Apparently there is some sort of competition happening where you can bid to get Gary Barlow to come and sing at your milestone birthday party. I have been made aware of this by the power of Twitter. As you know, I am a huge fan of Twitter, but as far as I’m concerned, the Barlow competition is a step too near the dark side for me. People have said that there is a troubling element to Twitter, and I’ve always disagreed until now.
As if it weren’t bad enough, hitting a milestone birthday, but to then have the Barlow turning up on your doorstep to croon to you? That would absolutely finish me off. They might as well just dig my grave and butter the path for me.
To be fair, it isn’t just Gary I would shun. I can’t think of a single celebrity that I would like to turn up and serenade me on my birthday. I think I am just far too British for this sort of thing. I would actually melt with embarrassment, there and then, on the spot. I would be rendered inert with the singular humiliation. It would be as if all the birthday/hen night strippers in humanity were massed in ranks of baby oiled flesh before me.
Death would be preferable.
I cannot cope with that kind of public exposure. I have never wanted to really meet anyone famous since I was about fifteen and realised that I would be required to actually speak to them rather than stare at them in goggle eyed wonderment. What do you say to people? I mean it’s hard enough speaking to people on the way to and from the school run. What do you say to people who have people who do the school run for them?
If you are me, you say utterly random things that make Miranda Hart’s repartee look like she’s been to a Swiss Finishing School specialising in witty banter and bon mots.
Things that you have learned recently, things that are crowded at the forefront of your mind, just waiting for you to open your mouth before they squeak out through your panic constricted vocal chords.

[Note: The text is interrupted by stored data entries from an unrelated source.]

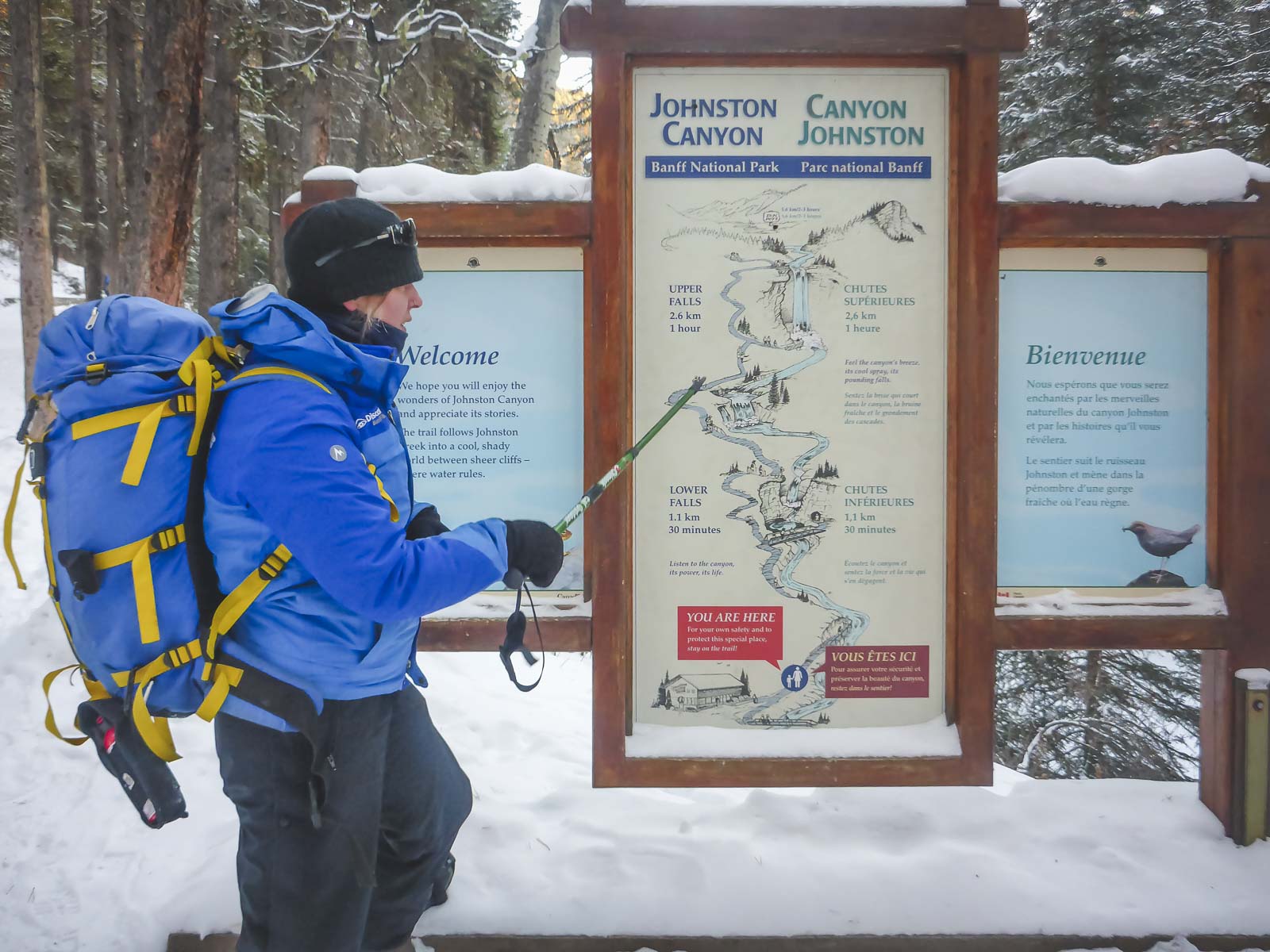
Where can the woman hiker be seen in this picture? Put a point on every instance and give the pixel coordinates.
(346, 824)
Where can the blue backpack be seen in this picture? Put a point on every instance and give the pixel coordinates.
(125, 395)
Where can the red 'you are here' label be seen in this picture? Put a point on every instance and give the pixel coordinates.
(732, 634)
(878, 670)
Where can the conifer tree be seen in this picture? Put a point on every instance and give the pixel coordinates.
(1087, 84)
(1099, 714)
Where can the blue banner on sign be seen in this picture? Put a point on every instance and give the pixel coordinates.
(787, 167)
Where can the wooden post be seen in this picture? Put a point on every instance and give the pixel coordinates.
(1251, 790)
(973, 409)
(1226, 786)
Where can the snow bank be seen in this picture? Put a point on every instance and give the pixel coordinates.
(499, 605)
(413, 182)
(937, 738)
(1179, 943)
(67, 278)
(1200, 601)
(544, 854)
(1191, 178)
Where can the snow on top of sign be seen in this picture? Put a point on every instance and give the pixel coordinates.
(1257, 678)
(935, 738)
(414, 182)
(499, 605)
(1187, 178)
(330, 173)
(1200, 601)
(586, 4)
(795, 3)
(527, 42)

‘Did you know that male goats urinate on their own heads to make themselves more attractive to nanny goats? Do you ever wonder how they do that? I mean, they don’t look that bendy, do they?’
‘Did you know that the term ‘git’ used to denote the child of a prostitute? I wonder if it comes from a bastardisation of the word ‘beget’?’
‘Did you know that the stuffed effigy of Lenin in Red Square looks a bit like that painting of The Lady of Shalott? And he’s not even the real Lenin. They had to replace him after the first one went a bit funny. I wonder what happened to him? Do you think he got the moth, or maybe he was eaten by mice? Perhaps it was both.’
‘Did you know that in lacrosse, there are more women in a team than there are men? There are twelve in a ladies’ team and ten in a men’s team. What’s that all about then? Do you think male lacrosse players are wider and therefore you need fewer of them to plug the gaps?’
That sort of thing.
It’s probably why I never have birthday parties, not even milestone ones, and definitely not celebrity ones.